Hyperactivation and enhanced cytotoxicity of reduced CD8 + gamma delta T cells in the intestine of patients with Crohn’s disease correlates with disease activity

Background and aims We aimed to investigate the immune characteristics of intestinal CD8 + gamma delta T (CD8 + γδ T) cells in Crohn’s disease (CD) and their correlation with disease activity. Methods The study cohorts included 21 CD patients and 21 healthy individuals. CD8 + γδ T cells were isolated from human ileal mucosa for detection by flow cytometry. The activation or inhibition status of cells was detected by detecting the expression of activation marker HLA-DR and the immunosuppressive molecule PD-1 on cells. The cytotoxicity of cells was assessed by detecting the expression of cytotoxic molecules (Perforin, Granzyme B, and TRAIL) in cells. Ratios of investigated cells were calculated as prediction factors by receiver operating characteristic curve (ROC) analysis. Results The study revealed a reduction in intestinal CD8 + γδT cells among active CD patients, with a more pronounced reduction observed in moderately active patients compared to mildly active patients.

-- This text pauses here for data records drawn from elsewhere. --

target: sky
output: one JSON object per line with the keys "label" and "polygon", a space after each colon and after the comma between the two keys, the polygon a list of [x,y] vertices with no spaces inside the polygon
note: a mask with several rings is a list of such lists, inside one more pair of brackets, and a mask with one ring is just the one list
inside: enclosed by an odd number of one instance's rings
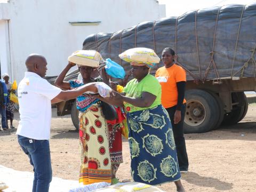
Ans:
{"label": "sky", "polygon": [[180,16],[188,11],[223,6],[230,4],[249,4],[256,3],[256,0],[158,0],[159,4],[164,4],[166,8],[166,17]]}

Moreover, active CD patients exhibited heightened activation levels in their intestinal CD8 + γδT cells, whereas the activation was comparatively weakened in moderately active patients compared with mildly active patients. Additionally, the cytotoxicity of intestinal CD8 + γδT cells was enhanced solely in mildly active patients, while it was impaired in moderately active patients compared with mildly active patients. Furthermore, HLA-DR + CD8 + γδT cell ratio, CD8 + γδT ratio, and CD8 + γδT count were identified as indicators in the diagnosis of active CD. Meanwhile, the ratios of Granzyme B + CD8 + γδT cell and Perforin + CD8 + γδT cell were identified as indicators that distinguish mildly moderately active CD cases. Conclusions Intestinal CD8 + γδT was reduced in active CD patients, but their activation and cytotoxicity were enhanced. However, with increased disease activity, intestinal CD8 + γδ T cells became dysfunctional. CD-specific perturbations observed in various phenotypic markers in CD8 + γδ T cells can be used as indicators to assist in diagnosing CD patients.